"Если бы вы видели наших больных! - восклицает автор написанного кровью письма. - Год тому назад цветущие юноши, здоровые и сильные, теперь это сгорбленные, дряхлые старики, ноги им не служат более. Многие уже не встают с постели и преданы гниению до того, что они живые издают трупный запах!"
Но врач? Неужели нет врача? - спросите вы. Их два. Один старший, другой младший. Старшему лет восемьдесят, и он уже никуда не годен. Он приезжает в крепость лишь изредка. Младший врач молод и, вероятно, питает добрые намерения, но у него не очень решительный характер, и он весь во власти страха перед жандармами. При посещении больных его всегда сопровождают жандармы, которые не спускают с него глаз, как бы он тайком не передал письма заключенному. Он входит в камеру с беспокойным видом, будто чего-то боится, не смеет подойти к кровати больного не только прослушать его, но даже сосчитать пульс. Поставив больному несколько вопросов, он изрекает свой приговор, который почти всегда облекает в одни и те же слова: "От вашей болезни нет лекарства".
И что может он, в сущности, сделать, что еще может он сказать? Ведь по правилам Трубецкого бастиона больным нельзя оказывать никакой помощи. Им не полагается лазаретных порций, для них нет лазаретной прислуги. Вдобавок ко всему, вода из заржавленных труб так отвратительна, что, если бы даже все другие условия были благоприятны, из-за одной воды больной не может надеяться на выздоровление.

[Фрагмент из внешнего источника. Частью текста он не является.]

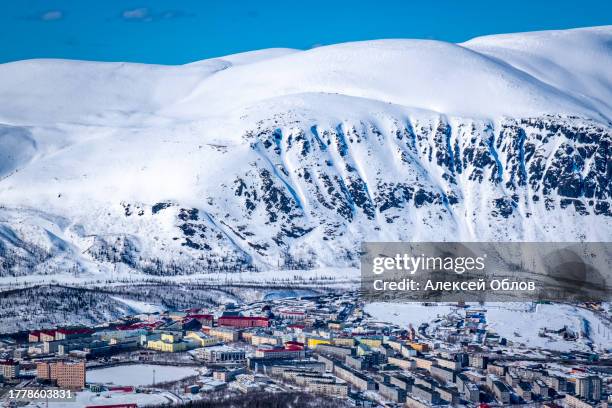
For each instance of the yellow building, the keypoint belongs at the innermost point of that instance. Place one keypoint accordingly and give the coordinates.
(168, 343)
(371, 341)
(344, 341)
(201, 339)
(314, 341)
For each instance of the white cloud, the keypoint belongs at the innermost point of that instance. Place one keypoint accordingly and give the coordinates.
(136, 14)
(52, 15)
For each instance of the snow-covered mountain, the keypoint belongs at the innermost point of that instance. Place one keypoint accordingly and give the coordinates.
(290, 159)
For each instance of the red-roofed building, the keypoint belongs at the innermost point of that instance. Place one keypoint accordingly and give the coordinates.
(293, 315)
(287, 353)
(294, 345)
(243, 321)
(9, 369)
(204, 319)
(46, 335)
(113, 406)
(34, 336)
(65, 334)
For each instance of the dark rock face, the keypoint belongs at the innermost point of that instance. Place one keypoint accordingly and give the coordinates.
(312, 192)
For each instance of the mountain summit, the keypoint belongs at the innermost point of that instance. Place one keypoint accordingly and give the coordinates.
(281, 159)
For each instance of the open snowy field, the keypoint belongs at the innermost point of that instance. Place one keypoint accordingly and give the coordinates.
(139, 375)
(87, 398)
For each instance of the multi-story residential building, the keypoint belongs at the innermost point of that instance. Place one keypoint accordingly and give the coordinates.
(46, 335)
(313, 342)
(571, 401)
(336, 351)
(496, 369)
(402, 363)
(450, 364)
(540, 388)
(420, 347)
(281, 353)
(501, 392)
(201, 339)
(243, 321)
(424, 363)
(425, 394)
(589, 388)
(67, 374)
(373, 341)
(331, 389)
(556, 382)
(9, 369)
(262, 339)
(392, 392)
(204, 319)
(402, 381)
(222, 355)
(478, 361)
(224, 334)
(292, 315)
(523, 390)
(169, 343)
(443, 374)
(358, 380)
(448, 394)
(344, 341)
(68, 334)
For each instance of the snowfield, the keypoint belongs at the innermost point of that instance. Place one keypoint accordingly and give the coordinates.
(287, 160)
(272, 167)
(138, 375)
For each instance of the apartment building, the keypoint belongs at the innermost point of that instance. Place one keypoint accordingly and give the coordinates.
(67, 374)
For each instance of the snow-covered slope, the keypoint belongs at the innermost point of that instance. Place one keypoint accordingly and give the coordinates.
(290, 159)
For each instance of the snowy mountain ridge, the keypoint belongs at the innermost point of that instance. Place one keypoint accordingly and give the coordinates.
(282, 159)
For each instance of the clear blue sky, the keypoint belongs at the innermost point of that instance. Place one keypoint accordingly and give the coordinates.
(175, 32)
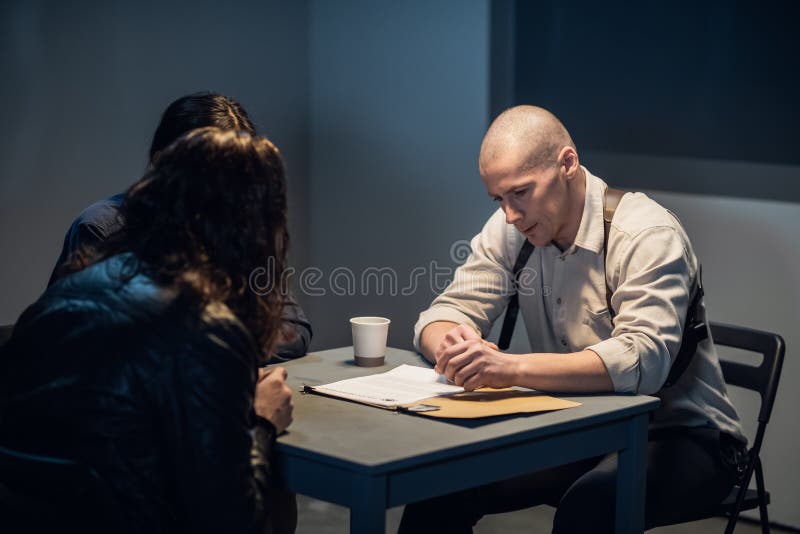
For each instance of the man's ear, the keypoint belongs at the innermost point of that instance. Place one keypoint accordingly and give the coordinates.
(568, 160)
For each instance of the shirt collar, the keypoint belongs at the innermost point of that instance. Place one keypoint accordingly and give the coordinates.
(591, 232)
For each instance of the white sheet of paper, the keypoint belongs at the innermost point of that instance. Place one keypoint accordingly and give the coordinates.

"Не находят к себе снисхождения даже умалишенные, - говорится в другом письме, - а вы можете себе представить, сколько их на нашей голгофе. Считают излишним отправлять их в больницу для излечения и справляются с ними здесь по-своему. По целым дням вы слышите исступленные крики над собой или где-нибудь в отдалении; это ударами истязают умалишенного, привязанного горячечной рубашкой к кровати".
Следующая выдержка из правил Трубецкого бастиона полностью подтверждает жалобы узников на жестокий режим в этом застенке и на варварское обращение со стороны тюремщиков.
"Заключенные каторжники вполне подчиняются администрации крепости. За проступки администрация крепости может присудить к содержанию в карцере от одного до шести дней на хлебе и воде или присудить к плетям, но не более двадцати ударов, к розгам, но не более ста ударов..."
За менее важные преступления (попытка к бегству, сопротивление начальству) военный суд приговаривает заключенных "к шпицрутенам до восьми тысяч ударов, к плетям до 100 ударов, к розгам до 400 ударов".
И вот политические узники Трубецкого бастиона, в большинстве интеллигентные и образованные люди, принадлежащие к цвету русского общества, всегда видят перед собой перспективу быть подвергнутыми телесному наказанию в жесточайшей, унизительнейшей форме. "У нас есть полное основание думать, - говорится в одном из упомянутых писем, - что Златопольского за тайную переписку при содействии жандарма драли плетьми".
"Возможно ли оставаться спокойным, - восклицает автор другого письма, - когда опасность такого поругания постоянно висит над твоей головой, когда каждый услышанный тобой крик заставляет себя почувствовать, будто одного из твоих друзей дерут плеткой у тебя на глазах!"
Но и это еще не худшее. В Трубецком бастионе сидят и женщины.
"Положение женщин здесь особенно ужасно, - продолжает автор письма. Наравне с нами они отданы во власть служителей и жандармов; их полу не оказывается ни малейшего внимания. Их постели, как и наши, ежедневно разрываются при обысках. Их белье прямо на теле рассматривается целой сворой солдат и жандармов во всякое время. И это еще не все. Жандармы могут входить в их камеры днем и ночью, как им будет угодно. Правда, служитель или жандарм в одиночку не имеет права входить в их камеры, как и в наши, но разве они не могут стакнуться? Между ними царит самая трогательная дружба. Случаи насилия весьма возможны, и попытки к ним бывали нередко!"
Совсем недавно молодая девушка Л.Терентьева, одна из осужденных по одесскому процессу, умерла внезапно какой-то загадочной смертью. Ее будто бы нечаянно отравили, дав ей яд вместо лекарства. Однако были слухи, что несчастную девушку изнасиловали и затем отравили, чтобы скрыть преступление. Во всяком случае, ее смерть длительное время утаивалась от высших органов полиции и жандармерии и не было произведено никакого расследования. Оба врача остались на своих местах.
Такова трагедия жизни политических каторжан в Трубецком бастионе!